DECRYPTAGE – Mardi, le gouvernement australien s’est excusé auprès des populations aborigènes, pour les injustices et les mauvais traitements cautionnés depuis des décennies par l’Etat…
«Pardon».
Un seul mot prononcé par le Premier ministre Kevin Ruud. Un pardon pour les tentatives d’assimilation, les mises à l’écart, le racisme ordinaire. Pour les représentants des Aborigènes, cet acte est vécu «comme la chute du mur de Berlin».
Qui sont les Aborigènes?
Les Aborigènes sont les premiers habitants de l’Australie qui s’y seraient installés il y a plus de 40.000 ans. Les colons anglais ne remarquent leur présence que dans les années 1820, près de 40 ans après la découverte de l’île. S’ensuivent de longues décennies de déni de l’existence du peuple aborigène. Avant 1967, ils n’étaient pas reconnus par l’Etat comme citoyens australiens et n’avaient donc aucune existence légale.

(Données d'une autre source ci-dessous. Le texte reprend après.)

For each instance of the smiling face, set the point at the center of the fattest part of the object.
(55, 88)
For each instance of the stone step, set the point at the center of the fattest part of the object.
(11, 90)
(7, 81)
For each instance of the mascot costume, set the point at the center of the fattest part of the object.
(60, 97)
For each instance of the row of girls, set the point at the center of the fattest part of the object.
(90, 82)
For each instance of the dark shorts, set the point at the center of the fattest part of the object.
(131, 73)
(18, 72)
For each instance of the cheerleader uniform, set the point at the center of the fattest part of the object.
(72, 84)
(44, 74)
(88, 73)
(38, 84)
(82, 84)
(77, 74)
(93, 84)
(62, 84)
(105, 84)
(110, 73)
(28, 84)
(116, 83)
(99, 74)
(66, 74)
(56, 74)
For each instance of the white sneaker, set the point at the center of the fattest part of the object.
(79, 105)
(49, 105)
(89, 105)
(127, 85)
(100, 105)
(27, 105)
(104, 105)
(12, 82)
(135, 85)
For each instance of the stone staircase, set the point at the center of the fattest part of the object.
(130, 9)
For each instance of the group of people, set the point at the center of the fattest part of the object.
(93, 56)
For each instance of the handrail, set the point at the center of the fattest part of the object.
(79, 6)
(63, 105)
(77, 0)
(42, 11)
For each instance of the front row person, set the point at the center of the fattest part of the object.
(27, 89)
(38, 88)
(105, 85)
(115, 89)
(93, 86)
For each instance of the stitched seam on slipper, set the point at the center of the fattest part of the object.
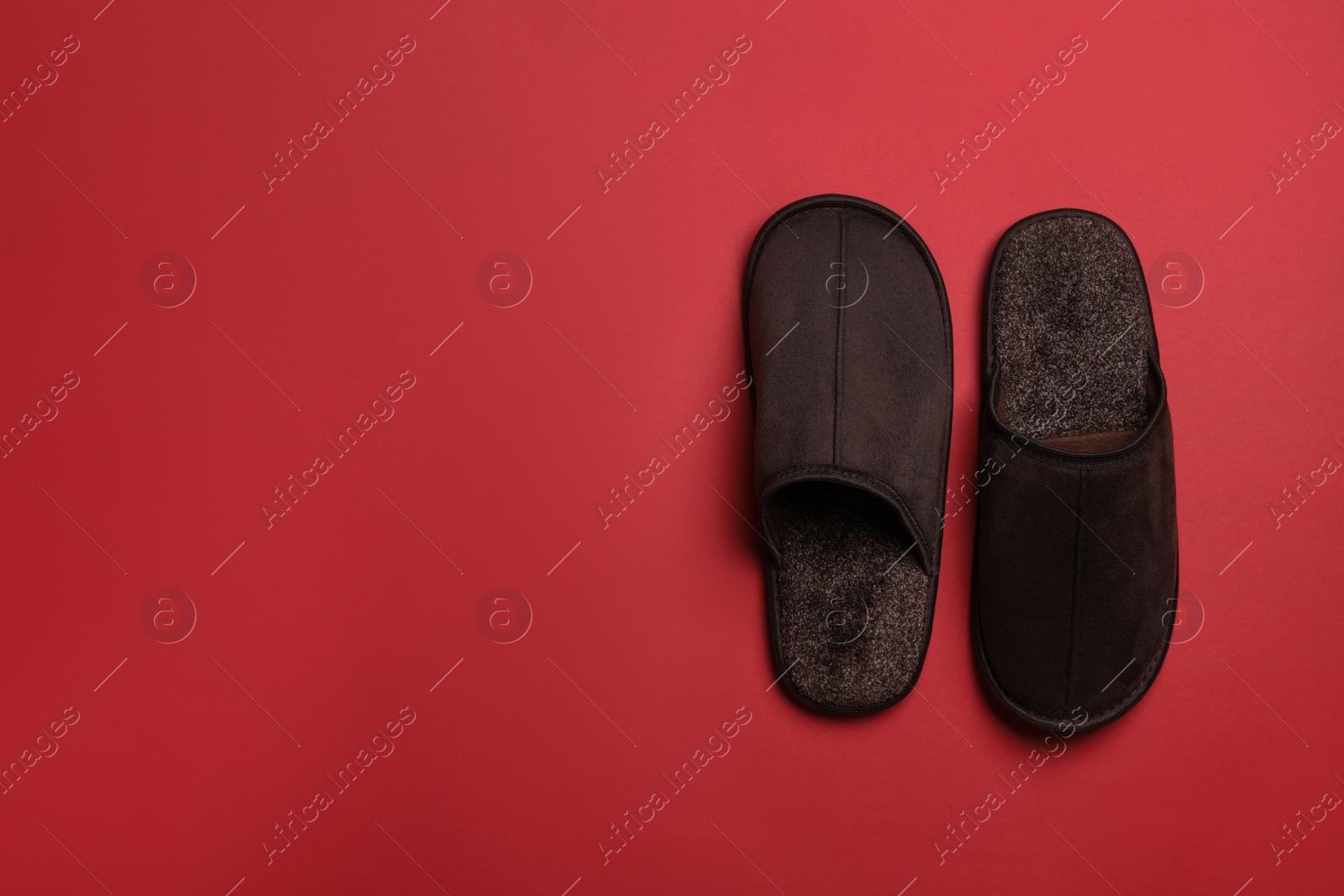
(878, 485)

Ils forment aujourd’hui la communauté la plus défavorisée d’Australie, qui compte quelque 470.000 individus, soit moins de 2% de la population nationale.
L’espérance de vie des Aborigènes est inférieure de 17 ans à celle de la moyenne des Australiens blancs. Victime d’une forme d’apartheid social, la minorité est confrontée à des taux de chômage, des taux d’alcoolisme, de suicides et de violences bien supérieures à la moyenne nationale.
Quels sont les mauvais traitements subis par les Aborigènes?
Un rapport d’enquête révélait en 1997 les mauvais traitements, les sévices et les atteintes physiques subis par les Aborigènes. Il accusait le pouvoir australien d’avoir pratiqué à l’encontre des premiers habitants de l’île une politique de «génocide» et condamnait les tentatives d’assimilation forcée, notamment celles pratiquées sur les «générations volées».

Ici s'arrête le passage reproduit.